Reality Check: Do Labour's sums add up on free school meals?
The claim: The Independent Schools Council says Labour's plan to fund free school meals for all primary school children in England by charging VAT on private school fees doesn't add up financially.
Reality Check verdict: Unless increased fees led to large numbers of children switching from private to state schools, there's no reason Labour's plans would not work financially.
Jeremy Corbyn says Labour would provide a free school meal for every primary school child in England, which he would fund by charging VAT on private school fees.
The Independent Schools Council (ISC), which represents private schools, says Mr Corbyn's sums don't add up.
At the moment, every primary school child up to about the age of seven - Year 2 - automatically gets a free lunch at school.
After this point, eligibility depends on whether families receive certain benefits. About 15% of primary school children in Years 3-6 currently receive a free school meal.
Think tank the Institute for Fiscal Studies estimated in 2012 that the total cost of providing free school meals to all primary school pupils in England would be an extra £1bn per year. Since 2012, inflation will have increased that figure.
But using figures from 2015-16, Mr Corbyn has a slightly lower estimate of £900m. The calculation assumes that not every child would take up their free lunch.
About 7% of English school children attend private schools. The Independent Schools Council represents about 80% of all the private schools across the UK. In England, their 1,217 schools educate 474,687 children. The average annual fee across the UK, as listed by schools, is £16,119.
That would equate to a total fee income in England of £7.65bn a year. Add 20% VAT and you raise a sum of about £1.53bn - much more than the IFS's estimate for the cost of the policy.
That assumes that all pupils pay a full fee. The ISC says a third of pupils at its member schools are on reduced fees. That help is worth about £850m a year across the UK, reducing the total fee income and thus the VAT take.
Another potential reduction might be if non-UK resident parents are able to claim back VAT. Visitors to the UK can claim back VAT on certain goods and services and it's unclear whether school fees would be included in this list.
But the ISC doesn't represent all schools - the total number of privately educated pupils in England is about 570,000. That's more potential VAT take.
However, raising tax also creates behaviour change - with an increased cost some parents would no longer send their child to a private school.
It's difficult at the moment to quantify how big this effect might be. But as shown above, Labour have left themselves a large leeway.
If there was a large exodus from private to state schools, the plan would become less viable.

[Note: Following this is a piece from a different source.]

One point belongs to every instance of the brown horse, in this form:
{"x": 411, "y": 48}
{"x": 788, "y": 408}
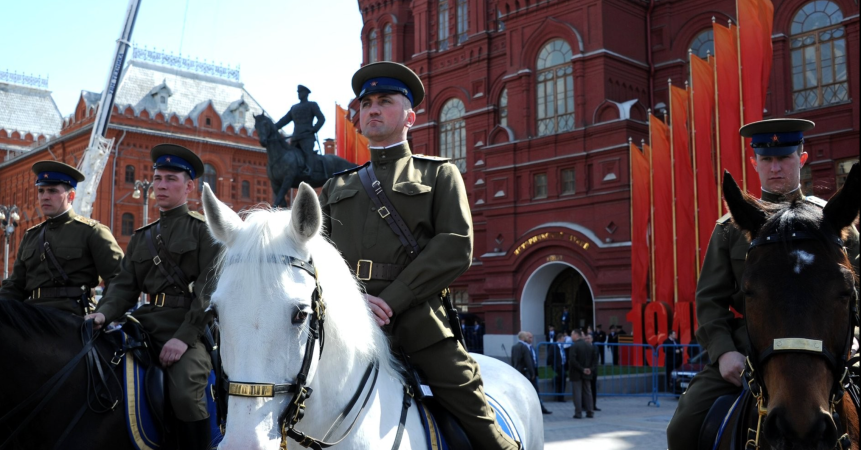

An ISC spokeswoman says: "A third of pupils at our schools are on reduced fees and are from families where both parents work hard to pay the fees. If this measure was introduced smaller independent schools might close, driving more children back to be funded in the state system."
The tax take would drop with each pupil leaving the private system. There would also be additional financial pressure on state school budgets from having to accommodate extra pupils.